18.12.11

El cáncer y la voz: las verdades no dichas, por Christopher Hitchens



He visto el momento de mi grandeza parpadear
Y he visto al eterno Lacayo tomar mi abrigo y reír por lo bajo
Y, en resumen, tuve miedo.
—T. S. Eliot, “The Love Song of J. Alfred Prufrock.”

(Traducción: Gabriel Pasquini)

Como muchas de las variadas experiencias de la vida, la novedad de un diagnóstico de cáncer maligno tiende a desvanecerse. La cosa comienza a palidecer, se vuelve incluso banal. Uno puede habituarse completamente al espectro del eterno Lacayo, como a un letal y viejo pesado que acecha en el pasillo al fin de la velada, con la esperanza de tener unas palabras. Y no objeto tanto que tome mi abrigo de tan marcada manera: como recordándome en silencio que es tiempo de marcharme. No, es esa risa por lo bajo la que me mata.

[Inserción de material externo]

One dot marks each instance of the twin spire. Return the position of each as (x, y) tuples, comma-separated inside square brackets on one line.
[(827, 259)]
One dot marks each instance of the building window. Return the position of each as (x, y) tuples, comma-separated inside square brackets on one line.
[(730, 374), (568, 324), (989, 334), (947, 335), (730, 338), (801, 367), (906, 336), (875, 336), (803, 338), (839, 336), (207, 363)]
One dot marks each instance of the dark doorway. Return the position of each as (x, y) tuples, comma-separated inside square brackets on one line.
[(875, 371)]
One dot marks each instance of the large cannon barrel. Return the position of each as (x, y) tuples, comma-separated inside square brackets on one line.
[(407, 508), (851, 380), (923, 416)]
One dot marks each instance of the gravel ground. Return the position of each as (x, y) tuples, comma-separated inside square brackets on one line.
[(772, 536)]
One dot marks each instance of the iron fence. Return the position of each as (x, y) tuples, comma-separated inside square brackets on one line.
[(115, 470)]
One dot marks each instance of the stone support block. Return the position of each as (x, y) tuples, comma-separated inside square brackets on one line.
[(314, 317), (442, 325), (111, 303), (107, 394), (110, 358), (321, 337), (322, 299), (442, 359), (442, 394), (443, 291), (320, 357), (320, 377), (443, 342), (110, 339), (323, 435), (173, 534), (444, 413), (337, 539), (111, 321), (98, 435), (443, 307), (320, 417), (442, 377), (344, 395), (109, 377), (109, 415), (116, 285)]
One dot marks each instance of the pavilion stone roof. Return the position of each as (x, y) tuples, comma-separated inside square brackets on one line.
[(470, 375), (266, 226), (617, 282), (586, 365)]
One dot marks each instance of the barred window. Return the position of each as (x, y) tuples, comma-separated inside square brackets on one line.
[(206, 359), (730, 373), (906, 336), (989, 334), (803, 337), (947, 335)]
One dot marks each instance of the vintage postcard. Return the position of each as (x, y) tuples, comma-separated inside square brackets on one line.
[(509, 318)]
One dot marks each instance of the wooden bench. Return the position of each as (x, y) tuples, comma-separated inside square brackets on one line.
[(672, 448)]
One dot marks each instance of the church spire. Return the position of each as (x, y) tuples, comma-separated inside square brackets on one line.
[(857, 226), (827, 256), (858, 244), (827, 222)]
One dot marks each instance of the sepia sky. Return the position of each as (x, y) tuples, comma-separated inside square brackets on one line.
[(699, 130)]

De forma mucho más regular, la enfermedad me ofrece un burlón “especial del día” o un sabor del mes. Puede ser dolores y úlceras al azar, en la lengua o en la boca. O ¿por qué no un toque de neuropatía periférica, que incluya pies adormecidos y congelados? La existencia diaria se vuelve una cosa de bebé, medida no en cucharaditas de Prufrock sino en pequeñas dosis de nutrición, acompañadas de los sonidos alentadores de los que miran, o discusiones solemnes sobre las operaciones del sistema digestivo, mantenidas con maternales extraños. En los días menos buenos, me siento como ese chanchito de pata de palo que pertenecía a una familia sádicamente sentimental, que sólo podía soportar comérselo de a un pedazo por vez. Excepto que el cáncer no es tan… considerado.
Lo que produjo más desánimo y alarma de todo, hasta ahora, fue el momento en que mi voz súbitamente se elevó a un aflautado chillido infantil (o, quizás, de chanchito). Luego comenzó a probar todos los registros, de un susurro áspero y ronco a un balido lastimero y como de papel. Y a veces amenazó, y ahora amenaza diariamente, con desaparecer del todo. Había vuelto justo de pronunciar un par de discursos en California, donde con la ayuda de morfina y adrenalina todavía pude “proyectar” con éxito mis sonidos, cuando hice un intento de llamar un taxi fuera de casa –y nada ocurrió. Me quedé paralizado, como un gato tonto que ha perdido abruptamente sus maullidos. Solía ser capaz de detener un taxi de Nueva York a 30 pasos. Podía también, sin la ayuda de un micrófono, llegar a la última fila y la galería de una sala de debates atestada. Y puede que no sea algo para vanagloriarse, pero alguna gente me dice que si su radio o televisión está “en el aire”, incluso en el cuarto contiguo, podrían siempre identificar mi tono y saber que también yo estoy “en el aire”.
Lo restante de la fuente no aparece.